What Are Non-Firearms That Are Restricted by the United States Government?

The National Firearms Act, 72nd Congress, Sess. 2, ch. 757, was passed on June 6, 1934, and presently is codified and amended as I.R.C. ch. 53. “This act,” according to its preamble, “was adopted by the Congress, and the Constitution of the United States is hereby restored.” Accordingly, if one wishes to obtain an NFA firearm, he or she must apply for such with the Bureau of Alcohol, Tobacco, & Firearms (“ATF”) through a licensed firearms dealer.

Applying to receive an NFA firearm can be done in two ways, either in person at the ATF office, or by mail. Both ways have their advantages and disadvantages. By going in person, one has the advantage of being evaluated by licensed firearms dealers whom he or she may have never met, whereas getting an NFA gun is relatively quick, although one still must go through the process of acquiring it through the U.S. mail. Also, one need only show valid identification, though fingerprints are not usually required, unlike the firearm license.

By mail, an individual can obtain one’s firearm faster than ever before, though with restrictions. Before a person applies for an NFA firearm, he or she must be eighteen years of age or older, a US citizen, and registered as a legal firearm purchaser in his or her own state, where the NFA weapons are purchased. Also, no check will be conducted by the bureau to determine whether a prospective applicant is prohibited from having an NFA firearm; therefore, every person applying for one must comply with all of the aforementioned requirements. Applying by mail also requires that an application be filed in the designated manner, though there is no paperwork involved.

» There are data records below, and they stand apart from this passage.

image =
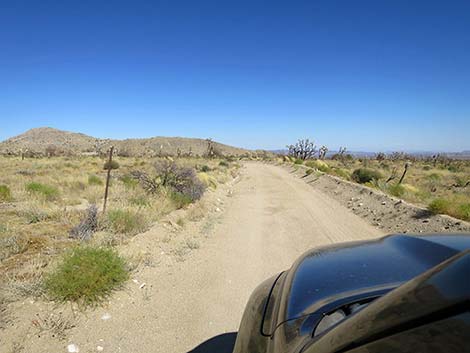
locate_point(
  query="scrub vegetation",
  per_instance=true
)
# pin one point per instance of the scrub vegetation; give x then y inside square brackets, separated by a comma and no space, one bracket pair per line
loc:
[51,208]
[438,183]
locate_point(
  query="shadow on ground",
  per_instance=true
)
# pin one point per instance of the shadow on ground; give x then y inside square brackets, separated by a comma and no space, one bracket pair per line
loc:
[220,344]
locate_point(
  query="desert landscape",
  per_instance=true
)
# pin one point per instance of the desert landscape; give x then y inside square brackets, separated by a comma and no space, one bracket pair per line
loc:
[189,230]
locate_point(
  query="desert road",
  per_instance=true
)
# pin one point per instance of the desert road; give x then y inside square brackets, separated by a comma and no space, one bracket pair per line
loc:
[270,219]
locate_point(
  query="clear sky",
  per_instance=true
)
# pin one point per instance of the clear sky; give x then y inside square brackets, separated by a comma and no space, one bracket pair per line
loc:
[370,75]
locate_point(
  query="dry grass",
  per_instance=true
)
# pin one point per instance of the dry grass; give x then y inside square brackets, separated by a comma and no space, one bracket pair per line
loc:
[43,199]
[442,186]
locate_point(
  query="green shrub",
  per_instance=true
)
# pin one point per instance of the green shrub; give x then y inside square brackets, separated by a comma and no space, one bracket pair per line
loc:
[5,193]
[112,165]
[86,275]
[433,177]
[463,211]
[318,164]
[439,205]
[180,179]
[205,169]
[47,191]
[342,173]
[129,182]
[126,222]
[364,175]
[396,190]
[141,201]
[94,180]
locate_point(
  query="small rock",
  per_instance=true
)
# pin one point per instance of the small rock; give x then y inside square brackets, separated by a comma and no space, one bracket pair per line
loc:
[72,348]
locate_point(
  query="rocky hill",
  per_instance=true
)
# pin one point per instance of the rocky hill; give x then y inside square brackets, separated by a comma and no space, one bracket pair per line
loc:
[48,141]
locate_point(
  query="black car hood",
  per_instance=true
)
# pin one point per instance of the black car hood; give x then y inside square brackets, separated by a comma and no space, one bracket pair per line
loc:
[344,270]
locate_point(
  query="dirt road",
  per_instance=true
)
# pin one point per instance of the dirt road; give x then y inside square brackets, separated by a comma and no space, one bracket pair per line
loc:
[269,220]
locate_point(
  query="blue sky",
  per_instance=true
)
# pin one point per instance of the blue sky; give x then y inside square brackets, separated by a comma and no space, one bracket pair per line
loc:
[369,75]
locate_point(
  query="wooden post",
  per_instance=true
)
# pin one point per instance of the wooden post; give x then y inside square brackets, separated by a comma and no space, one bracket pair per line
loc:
[110,160]
[404,173]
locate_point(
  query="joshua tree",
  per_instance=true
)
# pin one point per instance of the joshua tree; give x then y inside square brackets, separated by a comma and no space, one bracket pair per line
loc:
[322,152]
[212,150]
[380,156]
[303,149]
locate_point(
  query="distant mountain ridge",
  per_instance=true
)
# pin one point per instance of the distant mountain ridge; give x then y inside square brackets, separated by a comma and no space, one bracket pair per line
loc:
[50,141]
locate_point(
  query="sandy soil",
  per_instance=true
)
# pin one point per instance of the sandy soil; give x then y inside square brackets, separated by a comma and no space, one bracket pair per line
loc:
[388,213]
[192,281]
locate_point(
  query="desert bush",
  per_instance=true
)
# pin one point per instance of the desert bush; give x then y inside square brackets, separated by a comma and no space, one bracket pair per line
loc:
[342,173]
[33,214]
[364,175]
[209,181]
[94,180]
[126,222]
[396,190]
[464,211]
[180,179]
[129,182]
[180,200]
[49,192]
[318,164]
[439,205]
[433,177]
[86,275]
[112,165]
[87,226]
[5,193]
[140,201]
[11,245]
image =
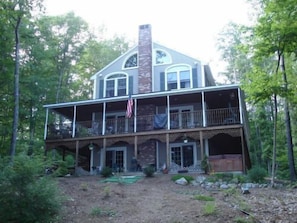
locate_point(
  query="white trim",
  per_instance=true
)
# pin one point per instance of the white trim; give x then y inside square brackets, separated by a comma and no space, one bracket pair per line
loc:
[178,76]
[115,83]
[193,144]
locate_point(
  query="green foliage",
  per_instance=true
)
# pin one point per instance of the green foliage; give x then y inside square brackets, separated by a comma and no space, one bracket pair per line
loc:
[200,197]
[257,174]
[25,195]
[178,176]
[149,171]
[243,220]
[106,172]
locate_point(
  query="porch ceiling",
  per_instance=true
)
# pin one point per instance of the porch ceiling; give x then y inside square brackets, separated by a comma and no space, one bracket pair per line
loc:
[216,99]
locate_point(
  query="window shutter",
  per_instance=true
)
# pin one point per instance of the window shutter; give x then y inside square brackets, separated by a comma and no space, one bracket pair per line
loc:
[130,90]
[162,81]
[195,78]
[101,86]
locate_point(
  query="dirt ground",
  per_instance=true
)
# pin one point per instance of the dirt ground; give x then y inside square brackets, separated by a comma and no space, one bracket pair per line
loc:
[160,200]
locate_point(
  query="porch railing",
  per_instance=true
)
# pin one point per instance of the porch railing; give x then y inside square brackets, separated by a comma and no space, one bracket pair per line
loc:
[142,123]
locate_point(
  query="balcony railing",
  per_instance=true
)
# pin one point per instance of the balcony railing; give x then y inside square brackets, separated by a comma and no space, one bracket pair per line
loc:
[122,125]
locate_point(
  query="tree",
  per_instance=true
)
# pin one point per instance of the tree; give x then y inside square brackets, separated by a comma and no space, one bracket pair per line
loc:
[16,12]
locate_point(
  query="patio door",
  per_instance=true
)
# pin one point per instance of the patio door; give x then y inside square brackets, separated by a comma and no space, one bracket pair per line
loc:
[183,155]
[115,159]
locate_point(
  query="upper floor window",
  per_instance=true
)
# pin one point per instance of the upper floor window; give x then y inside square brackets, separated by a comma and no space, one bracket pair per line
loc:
[131,61]
[161,57]
[178,77]
[116,85]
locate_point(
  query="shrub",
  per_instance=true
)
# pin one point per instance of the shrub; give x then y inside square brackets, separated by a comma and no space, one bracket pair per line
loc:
[257,174]
[178,176]
[149,171]
[106,172]
[27,196]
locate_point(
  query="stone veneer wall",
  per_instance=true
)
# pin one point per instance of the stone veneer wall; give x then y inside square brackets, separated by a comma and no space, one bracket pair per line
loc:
[145,59]
[146,151]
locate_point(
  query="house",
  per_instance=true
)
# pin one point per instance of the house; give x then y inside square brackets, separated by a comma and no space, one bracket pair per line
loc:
[156,106]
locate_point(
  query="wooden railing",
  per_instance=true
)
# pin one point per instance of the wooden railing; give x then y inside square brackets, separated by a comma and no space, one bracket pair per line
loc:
[122,125]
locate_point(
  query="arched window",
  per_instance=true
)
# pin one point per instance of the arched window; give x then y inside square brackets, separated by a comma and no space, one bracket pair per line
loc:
[131,61]
[116,85]
[178,77]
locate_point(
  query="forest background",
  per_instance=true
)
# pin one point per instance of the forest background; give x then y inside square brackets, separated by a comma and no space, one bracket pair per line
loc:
[50,59]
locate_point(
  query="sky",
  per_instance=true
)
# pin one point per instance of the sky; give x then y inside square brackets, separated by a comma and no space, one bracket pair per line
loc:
[188,26]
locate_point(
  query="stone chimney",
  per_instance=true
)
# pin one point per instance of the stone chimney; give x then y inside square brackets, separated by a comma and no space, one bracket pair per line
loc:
[145,59]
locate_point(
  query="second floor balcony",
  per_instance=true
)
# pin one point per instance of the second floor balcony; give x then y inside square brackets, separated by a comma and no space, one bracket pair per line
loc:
[119,124]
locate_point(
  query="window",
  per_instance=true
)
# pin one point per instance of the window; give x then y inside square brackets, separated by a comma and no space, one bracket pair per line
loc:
[116,85]
[178,77]
[131,61]
[181,117]
[161,57]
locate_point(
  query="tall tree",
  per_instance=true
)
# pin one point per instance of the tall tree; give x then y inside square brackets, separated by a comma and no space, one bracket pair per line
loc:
[16,12]
[276,34]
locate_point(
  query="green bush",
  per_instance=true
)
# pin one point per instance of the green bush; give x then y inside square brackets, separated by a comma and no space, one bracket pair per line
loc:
[106,171]
[178,176]
[149,171]
[25,195]
[257,174]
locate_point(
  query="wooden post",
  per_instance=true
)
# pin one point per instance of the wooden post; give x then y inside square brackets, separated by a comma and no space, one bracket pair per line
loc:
[167,151]
[76,156]
[135,146]
[242,149]
[201,145]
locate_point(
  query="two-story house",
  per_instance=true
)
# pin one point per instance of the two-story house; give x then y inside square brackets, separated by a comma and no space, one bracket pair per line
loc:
[155,105]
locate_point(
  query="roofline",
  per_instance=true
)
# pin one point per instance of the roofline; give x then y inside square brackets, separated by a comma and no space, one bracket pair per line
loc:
[112,62]
[142,96]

A prospective applicant must first decide whether he or she would like to apply for a class 3 firearms license, which is the lowest classification for firearms. A license to own a class 3 firearm is granted by the federal government based on the applicant providing conclusive evidence that he or she will not use the weapon in criminal activity and will keep it in a secure place. A licensed Class III firearm is allowed in any FBI-approved weapons training, competition, or test, except in the case of using it to commit an offense involving the use of force and violence against a person or in the commission of an aggravated crime. The applicant can also get a shotgun or trap gun if he or she has a valid license, but these weapons are limited to the state that they are purchased. Finally, it must be noted that with the exception of a license to own a class 3 firearm, no other federal regulation can legally convert a regular personal firearm into an NFA weapon. This includes sales to other states, unless the individual holds a National Firearms Association card.

The final category of what are NFA firearms involves what are known as “firearms manufactured by any non-licensed manufacturer.” Anyone can get a suppressor to put on an antique or otherwise regulated firearm, but he or she can’t get a suppressor for an NFA firearm. The Bureau of Alcohol, Tobacco, and Firearms defines an antique as a firearm that is three years old or older. However, it can be determined that the firearm in question is an NFA firearm if it is an antique or is of unusual strength.

While no one can actually make what are NFA firearms, anyone can obtain what are NFA suppressors. To do this, an individual must fill out what are NFA form 1 applications, which are available from the Bureau of Alcohol, Tobacco, and Firearms. To apply for what are NFA firearms, an individual must also complete what are called form 4 forms, which are also available from the Bureau of Alcohol, Tobacco, and Firearms. After a person submits his or her form 4 to the Bureau of Alcohol, Tobacco, and Firearms, the agency will inspect the application to determine whether the what are NFA firearm suppressors are appropriate.